KEYNOTE-867 is a randomized, double-blind Phase 3 trial (ClinicalTrials.gov, NCT03924869) evaluating KEYTRUDA plus SBRT compared to placebo plus SBRT for the treatment of adult patients with unresected stage I or II (stage IIB N0, M0) NSCLC. Patients in KEYNOTE-867 were medically inoperable, which included patients who could not undergo thoracic surgery due to existing medical illness(es) or anatomically unresectable tumor, or who decided to treat with SBRT as definitive therapy rather than surgery, and had an Eastern Cooperative Oncology Group (ECOG) performance status of 0, 1, or 2. The primary endpoint is EFS, and key secondary endpoints include OS and safety. EFS is defined as the time from randomization to the first occurrence of local, regional, or distant recurrence of disease, or death due to any cause.
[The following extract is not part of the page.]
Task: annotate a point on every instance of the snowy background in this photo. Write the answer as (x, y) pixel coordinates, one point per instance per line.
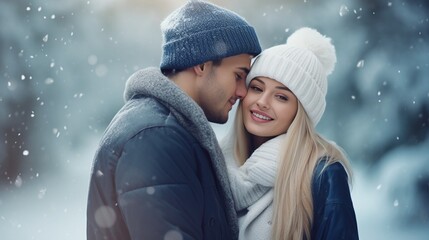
(63, 65)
The trial enrolled an estimated 436 patients who were randomized 1:1 to receive either:

KEYTRUDA (200 mg) every three weeks (Q3W) for up to 17 cycles (up to approximately one year) plus SBRT once every three days for three, four, five or eight fractions (dependent on tumor type/location; 45-70 Gray total) over approximately two weeks; or
Placebo Q3W for up to 17 cycles (up to approximately one year) plus SBRT once every three days for three, four, five or eight fractions (dependent on tumor type/location; 45-70 Gray total) over approximately two weeks.
About KEYNOTE-630

KEYNOTE-630 is a randomized, double-blind Phase 3 trial (ClinicalTrials.gov, NCT03833167) evaluating KEYTRUDA as adjuvant therapy in patients with high-risk locally advanced cSCC who have undergone surgery with or without positive margins and completed adjuvant radiotherapy compared to placebo. The primary endpoint is RFS, and key secondary endpoints include OS and safety. The trial enrolled an estimated 430 patients who were randomized to receive either:

KEYTRUDA (400 mg intravenously [IV] every six weeks [Q6W] for up to nine cycles) as adjuvant therapy following surgery and radiation; or
Placebo (IV Q6W for up to nine cycles) as adjuvant therapy following surgery and radiation.
About lung cancer

Lung cancer is the leading cause of cancer death worldwide. In 2022 alone, there were approximately 2.48 million new cases and 1.8 million deaths from lung cancer globally. Non-small cell lung cancer is the most common type of lung cancer, accounting for about 80% of all cases. In 2024, the overall five-year survival rate for patients diagnosed with lung cancer is 25% in the United States. Improved survival rates are due, in part, to earlier detection and screening, reduction in smoking, advances in diagnostic and surgical procedures, as well as the introduction of new therapies. Early detection and screening remain an important unmet need, as 44% of lung cancer cases are not found until they are advanced.

About cutaneous squamous cell carcinoma

Cutaneous squamous cell carcinoma is the second most common non-melanoma skin cancer and forms in squamous cells, which are in the outer part of the epidermis. This type of skin cancer is usually caused by prolonged exposure to ultraviolet (UV) radiation, either from the sun or from artificial sources, such as tanning beds. Cutaneous squamous cell carcinoma is five times more prevalent than melanoma, and prevalence has been increasing for many years, likely due to better skin cancer detection, more sun exposure and people living longer. In the U.S., an estimated 1.8 million cases of cSCC are diagnosed each year, accounting for approximately 20% of all skin cancer cases.